Durante o evento em Xangai, Lula reconheceu que uma moeda única é um processo difícil e até pediu para que Dilma tenha calma no compromisso de encampar a sugestão dentro do Novo Banco de Desenvolvimento (NDB em inglês). "É necessário ter paciência. Mas por que um banco como o dos Brics não pode ter uma moeda que possa financiar a relação comercial entre Brasil e China, e entre os outros países do Brics? É difícil, porque tem gente mal acostumada, e todo mundo depende de uma única moeda", pontuou o chefe do Palácio do Planalto.

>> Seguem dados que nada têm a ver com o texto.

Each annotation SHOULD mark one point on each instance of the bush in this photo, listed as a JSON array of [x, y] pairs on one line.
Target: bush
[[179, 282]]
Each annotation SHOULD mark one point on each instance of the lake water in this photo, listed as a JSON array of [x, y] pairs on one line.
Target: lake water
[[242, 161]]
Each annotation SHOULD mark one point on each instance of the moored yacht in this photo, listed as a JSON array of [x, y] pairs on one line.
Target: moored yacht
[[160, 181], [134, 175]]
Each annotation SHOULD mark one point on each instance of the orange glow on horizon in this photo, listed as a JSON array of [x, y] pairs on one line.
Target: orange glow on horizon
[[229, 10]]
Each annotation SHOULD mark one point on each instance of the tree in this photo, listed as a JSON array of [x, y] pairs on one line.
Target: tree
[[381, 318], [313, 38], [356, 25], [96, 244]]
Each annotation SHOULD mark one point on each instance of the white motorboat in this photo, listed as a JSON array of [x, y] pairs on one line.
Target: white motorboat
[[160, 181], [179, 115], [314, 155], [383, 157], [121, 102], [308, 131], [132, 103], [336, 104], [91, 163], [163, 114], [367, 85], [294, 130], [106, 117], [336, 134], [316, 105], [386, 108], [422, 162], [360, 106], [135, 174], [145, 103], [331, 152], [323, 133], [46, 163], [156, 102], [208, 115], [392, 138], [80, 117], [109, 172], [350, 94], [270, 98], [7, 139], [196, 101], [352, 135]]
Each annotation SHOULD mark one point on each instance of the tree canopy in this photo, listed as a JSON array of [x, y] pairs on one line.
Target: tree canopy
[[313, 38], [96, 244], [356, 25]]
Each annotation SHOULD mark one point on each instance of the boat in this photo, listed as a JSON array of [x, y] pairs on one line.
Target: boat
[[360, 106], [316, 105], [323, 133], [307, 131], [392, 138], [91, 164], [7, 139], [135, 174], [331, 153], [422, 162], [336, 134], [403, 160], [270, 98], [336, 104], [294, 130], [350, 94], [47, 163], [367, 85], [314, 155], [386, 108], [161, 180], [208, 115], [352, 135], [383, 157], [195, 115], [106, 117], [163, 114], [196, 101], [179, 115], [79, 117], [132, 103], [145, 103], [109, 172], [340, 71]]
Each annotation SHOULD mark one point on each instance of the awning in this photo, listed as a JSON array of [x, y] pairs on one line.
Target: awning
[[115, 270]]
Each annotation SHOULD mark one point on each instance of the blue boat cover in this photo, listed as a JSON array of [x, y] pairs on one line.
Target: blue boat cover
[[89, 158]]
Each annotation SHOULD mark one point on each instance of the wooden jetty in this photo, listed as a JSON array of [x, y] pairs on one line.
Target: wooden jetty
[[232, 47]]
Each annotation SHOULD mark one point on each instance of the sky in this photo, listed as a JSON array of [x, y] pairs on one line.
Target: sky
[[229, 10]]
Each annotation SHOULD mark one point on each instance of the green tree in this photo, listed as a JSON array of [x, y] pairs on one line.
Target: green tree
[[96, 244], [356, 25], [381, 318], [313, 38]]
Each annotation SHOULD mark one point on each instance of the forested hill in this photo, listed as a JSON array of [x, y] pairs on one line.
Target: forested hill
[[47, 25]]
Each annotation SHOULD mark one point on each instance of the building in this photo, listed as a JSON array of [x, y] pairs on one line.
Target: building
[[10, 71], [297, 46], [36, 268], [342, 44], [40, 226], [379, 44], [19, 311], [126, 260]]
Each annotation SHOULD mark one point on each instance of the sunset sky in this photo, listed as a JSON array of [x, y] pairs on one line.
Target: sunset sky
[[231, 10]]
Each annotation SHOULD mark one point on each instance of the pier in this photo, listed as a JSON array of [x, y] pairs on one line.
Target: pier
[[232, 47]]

A China vem se empenhando em abrir espaço para o yuan no comércio global. Mas há dúvidas se a divisa chinesa poderia ser uma alternativa nas transações comerciais, pois o yuan responde por apenas 1,3% das operações globais. O dólar, por sua vez, corresponde a 45,4% e o euro, por 33,3%. Ou seja, as duas divisas concentram quase 80% do volume total de trocas, conforme dados do site Statista.com.
O economista e professor de Finanças do Insper Otto Nogami destaca que a implementação de uma nova moeda para trocas entre dois países depende de ambos. Mas para que uma moeda venha a ser utilizada em nível mundial, é preciso ter um governo confiável por trás.
"O governo chinês tenta fazer o yuan um contraponto ao dólar norte-americano, mas isso implica ter que reduzir o volume de euro e de dólar no mundo em termos econômicos. Resta saber se os grandes grupos estariam dispostos a aceitar essa mudança. O pontapé pode ser dado entre os países do Brics, mas ainda há uma distância muito grande para essa mudança", avalia.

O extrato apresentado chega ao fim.